If this behavior describes your mindset, you belong to a club where membership only requires habitual ways of thinking, doing, and feeling. The bad news? It’s not a great place to be. Mindfulness – with all its benefits – is where you want to head.
Mindfulness, which means being focused in the present moment, can strengthen your job performance as well as your mind, body, and spirit. Mindfulness engages your senses to allow you to participate fully in daily tasks.
So how do you achieve it? Here are six steps to practice moment-to-moment awareness at work.
1. Reflect and plan.
Start the workday by focusing on your organization’s purpose and how you contribute to it by being present and engaged. End each day by preparing for the next to help avoid anxiety or procrastination.

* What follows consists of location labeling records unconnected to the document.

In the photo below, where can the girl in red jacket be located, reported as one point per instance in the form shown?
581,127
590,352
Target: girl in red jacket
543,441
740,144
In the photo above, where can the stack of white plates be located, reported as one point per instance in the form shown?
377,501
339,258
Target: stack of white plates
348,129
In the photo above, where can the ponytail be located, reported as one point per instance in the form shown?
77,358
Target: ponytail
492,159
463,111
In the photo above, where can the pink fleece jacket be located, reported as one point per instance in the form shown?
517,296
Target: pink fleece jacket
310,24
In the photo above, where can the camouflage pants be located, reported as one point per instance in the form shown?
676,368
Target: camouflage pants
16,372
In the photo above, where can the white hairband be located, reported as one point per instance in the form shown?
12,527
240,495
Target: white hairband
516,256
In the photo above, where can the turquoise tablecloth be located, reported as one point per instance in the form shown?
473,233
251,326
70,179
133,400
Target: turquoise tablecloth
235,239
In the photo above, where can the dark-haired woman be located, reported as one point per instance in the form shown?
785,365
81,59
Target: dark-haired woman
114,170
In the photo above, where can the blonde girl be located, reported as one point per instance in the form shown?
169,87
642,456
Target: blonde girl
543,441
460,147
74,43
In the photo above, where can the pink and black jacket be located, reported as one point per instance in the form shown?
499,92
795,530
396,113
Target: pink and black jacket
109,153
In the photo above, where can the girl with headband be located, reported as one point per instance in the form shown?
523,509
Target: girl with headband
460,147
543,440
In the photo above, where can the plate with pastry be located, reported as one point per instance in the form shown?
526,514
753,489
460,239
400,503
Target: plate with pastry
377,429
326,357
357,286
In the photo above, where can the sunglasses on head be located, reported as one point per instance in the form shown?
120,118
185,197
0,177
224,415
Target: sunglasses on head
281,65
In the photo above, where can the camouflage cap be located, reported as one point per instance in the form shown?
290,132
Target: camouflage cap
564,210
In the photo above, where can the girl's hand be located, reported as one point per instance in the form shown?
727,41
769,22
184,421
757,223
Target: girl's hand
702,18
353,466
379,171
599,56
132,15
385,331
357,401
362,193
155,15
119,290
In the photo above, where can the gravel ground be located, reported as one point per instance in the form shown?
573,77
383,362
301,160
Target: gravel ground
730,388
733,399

Slow down. Set aside five minutes daily to breathe. For a minute or two, breathe deeply. Focus only on inhaling and exhaling. Consider adding a few minutes of stretching, which allows more oxygen into your body and encourages blood flow.
3. Walk more.
Concentrate on the sights, smells, and sounds that accompany your movement. If you can, spend a few minutes walking outside to observe nature.
4. Feel thankful.
Once a day, take a few minutes to think about an accomplishment or something else that fills you with gratitude. Practice finding joy as doing so you can change the direction of your day.
5. Enjoy your meal.
This sounds simple, but how often do you think about what you consume? Try to taste each ingredient or observe how thoroughly you chew. Pay attention to your food and how it makes you feel.
6. Breathe when there’s a ring or ping.
Instead of instantly reaching for a ringing phone or pinging computer, take several breaths before responding. Emails and calls raise stress levels, research shows. It’s important to pause and calm down before reacting.
Mindfulness is the antidote to multitasking and possible burnout. With practice, you can build your mental muscles to keep your mind from wandering and engage in what’s happening right now. That’s a win for you in and out of the workplace.